Sustained low-level expression of interferon-gamma promotes tumor development: potential insights in tumor prevention and tumor immunotherapy.

Although the proinflammatory cytokine interferon-gamma (IFN-gamma) has been generally thought to enhance antitumor immune responses and be involved in antitumor mechanisms of many other immunotherapy molecules, it has also been reported that IFN-gamma could promote tumor immune evasion.

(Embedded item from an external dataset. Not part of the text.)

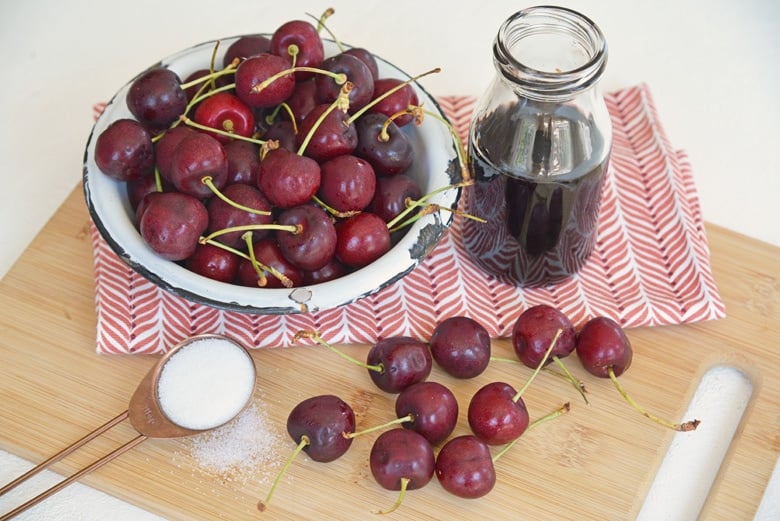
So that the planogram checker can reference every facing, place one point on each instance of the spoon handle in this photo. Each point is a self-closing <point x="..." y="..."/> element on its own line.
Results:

In this report, by using an ideal mouse model that expresses IFN-gamma locally in muscle, we demonstrate that sustained low-level expression of IFN-gamma promotes the development of several types of tumor including H22 hepatoma, MA782/5S mammary adenocarcinoma and B16 melanoma. However, transitory expression of IFN-gamma does not have such an effect. On the other hand, sustained high-level expression of IFN-gamma mediates significant antitumor effect on H22 hepatoma. Low level of IFN-gamma upregulates expression of PD-L1, PD-L2, CTLA-4 and Foxp3, which may partly account for the tumor immune evasion promoted by IFN-gamma. Furthermore, blockade of PD-L inhibits IFN-gamma's tumor-promoting effect. Our findings provide a mechanistic link between chronic inflammation and cancer and would have potential implications for cancer prevention and also for the design of cytokine-based cancer immunotherapy.